As a purist, I would recommend PostgreSQL, which is the closest distribution to fully ANSI-complaint. Unfortunately the industry does not run on purists unless coding in Ruby on Rails (RoR) . The most common RoR installation is on the Heroku platform, which offers PostgreSQL as its default database. In any case, it is not heavily used as giants like Oracle or SQL Server (Microsoft) and this might make it more secure than the latter two – fewer hackers trying to break PostgreSQL or its security. Maybe this is a good reason to be open source as anyone can fix a bug before it gets maliciously exploited.
As a nostalgist, I would recommend Oracle, which is the system that I learned with. Unfortunately Oracle has somewhat of a bad reputation in the industry after taking over Sun. Some developers opted to quit rather than joining Oracle. The OpenOffice development group formed LibreOffice, while MySQL development group formed MariaDB. Oracle is proprietary (closed) source.
As a practicalist, I would recommend MariaDB and not MySQL to stay away from whatever toxic environment that has made many programmers leave Oracle. As a drop-in replacement of MySQL, MariaDB has taken over what had been the MySQL place in the LAMP (from Linux, Apache, MySQL/MariaDB, Perl/PHP/Python to Linux, Apache, MariaDB, Perl/PHP/Python) web stack maintaining the full open source mantra. Note that the web stack could also be referred to as WAMP when running on a Windows server.

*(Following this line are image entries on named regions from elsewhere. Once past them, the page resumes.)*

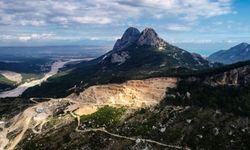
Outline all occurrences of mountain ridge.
[208,42,250,64]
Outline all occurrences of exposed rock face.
[137,28,167,48]
[113,27,167,50]
[113,27,140,50]
[69,78,177,114]
[111,51,130,65]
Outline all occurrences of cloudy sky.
[0,0,250,55]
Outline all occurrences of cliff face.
[208,43,250,64]
[204,65,250,85]
[69,78,177,114]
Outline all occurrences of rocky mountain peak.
[113,27,140,50]
[231,42,249,49]
[137,28,167,48]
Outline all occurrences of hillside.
[23,27,215,97]
[208,43,250,64]
[2,59,250,150]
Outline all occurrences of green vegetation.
[23,46,212,97]
[0,75,15,92]
[165,81,250,116]
[81,106,126,126]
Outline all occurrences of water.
[0,58,90,98]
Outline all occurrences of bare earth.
[0,78,177,150]
[0,58,90,98]
[0,70,22,84]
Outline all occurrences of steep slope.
[24,27,213,97]
[208,43,250,64]
[3,62,250,150]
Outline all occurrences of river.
[0,58,91,98]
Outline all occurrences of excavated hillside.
[68,78,177,115]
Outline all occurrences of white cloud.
[165,24,191,32]
[0,0,233,26]
[17,33,54,42]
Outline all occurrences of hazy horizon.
[0,0,250,55]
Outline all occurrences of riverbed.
[0,58,91,98]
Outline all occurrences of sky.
[0,0,250,55]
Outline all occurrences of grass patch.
[81,106,126,126]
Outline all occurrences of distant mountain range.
[93,27,213,71]
[25,27,215,96]
[208,43,250,64]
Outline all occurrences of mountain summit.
[137,28,167,48]
[99,27,211,70]
[113,27,140,50]
[113,27,168,50]
[24,27,214,97]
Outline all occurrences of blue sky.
[0,0,250,55]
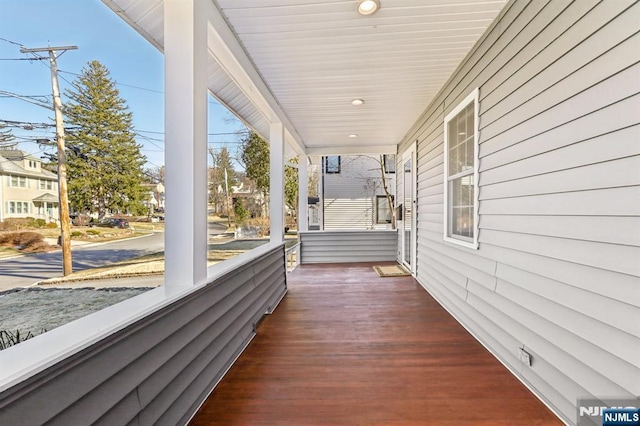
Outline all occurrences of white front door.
[400,145,418,273]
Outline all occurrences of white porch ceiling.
[103,0,507,154]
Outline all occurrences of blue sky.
[0,0,244,168]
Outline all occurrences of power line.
[0,37,23,47]
[0,58,47,61]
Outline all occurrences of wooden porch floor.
[191,264,562,425]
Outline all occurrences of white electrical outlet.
[520,347,532,367]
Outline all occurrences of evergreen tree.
[0,124,17,149]
[241,132,298,220]
[209,147,238,214]
[241,132,269,195]
[284,157,300,213]
[64,61,147,218]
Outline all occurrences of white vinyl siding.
[321,156,395,230]
[399,0,640,424]
[6,201,31,215]
[39,179,53,190]
[8,175,28,188]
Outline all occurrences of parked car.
[69,213,94,226]
[96,217,129,229]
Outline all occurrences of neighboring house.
[0,149,59,222]
[310,155,395,230]
[142,182,164,213]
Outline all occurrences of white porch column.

LAMP is an Open Source Web development platform that uses Linux as the operating system, Apache as the Web server, MySQL as the relational database management system and PHP as the object-oriented scripting language. (Sometimes Perl or Python is used instead of PHP.)
https://www.techtarget.com/whatis/definition/LAMP-Linux-Apache-MySQL-PHP
As a realist, rather than teaching MariaDB, I would teach MySQL as it has a much stronger market share and more students might be interested in MySQL rather than its fork. In other words, new comers to the industry might have heard of MySQL, but not MariaDB. MySQL has a combination of open source (full open source for the Community Edition, which I am set to teach next) and proprietary (closed) sources.
As a minimalist, I would recommend SQLite (actually sqlite3) – no server, just data. SQLite is used in many systems including web browsers and mobile telephones. The only drawback is the lack of robust security or user authentication, but it is fully open source so its users clean up bugs right away.